DUTY: Parents still have to discipline their kids
While our schools are responsible for educating our children, there are still some basic values that they learn at home.

Yes, kids spend the majority of their time at school, where they are influenced by teachers and their peers and there’s very little we can do about that.

But it is natural for children to emulate their parents, even if they hate the fact that they do.

It is imperative that we set good examples in our homes.

More importantly, there must be certain behavioural boundaries that are set in stone.

Every parent wants a child of whom we can be proud; a child who is respectful and mindful, but children like that don’t happen magically.

We are all products of our environments and our influences.

While school gets a large chunk of our children’s attention, we are still the most significant influences in their lives.

Whether you believe it or not, every child wants to make his/her parents or guardians proud.

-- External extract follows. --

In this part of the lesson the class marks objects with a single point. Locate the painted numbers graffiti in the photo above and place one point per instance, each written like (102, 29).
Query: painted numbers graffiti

They want to hear the phrase “well done” and “I love you”.

It drives them to keep excelling and being the best human beings they can be.

But young children also need structure and rules.

It focuses them and helps them to grow up into a world that values the ability to thrive within those boundaries.

Rules are everywhere! I like to make the example of football.

You can be THE very best striker in the world, but if you are unable to play within the white lines, then it’s worthless.

It’s our jobs as parents to show our kids the white lines of life.

But remember that boundaries are nothing without consequences. And I’m afraid this is where most parents fall short.

They don’t want to see their children sad and unhappy, even for a moment, so they tend to cave in and give their kids whatever it is they want.

Or they soften the punishment because they feel sorry for their child.

Punishment in a loving relationship is a good thing and will do your child the world of good.

So, parents, please follow through on the punishment.

If you said no screens for the whole weekend, then stick to your guns, no matter how nice your little one begs.

It’s the only way they learn the permanence of consequences.

The football ref doesn’t forgive you for dribbling outside the penalty line, just because you’re a great player and your mom said it’s OK.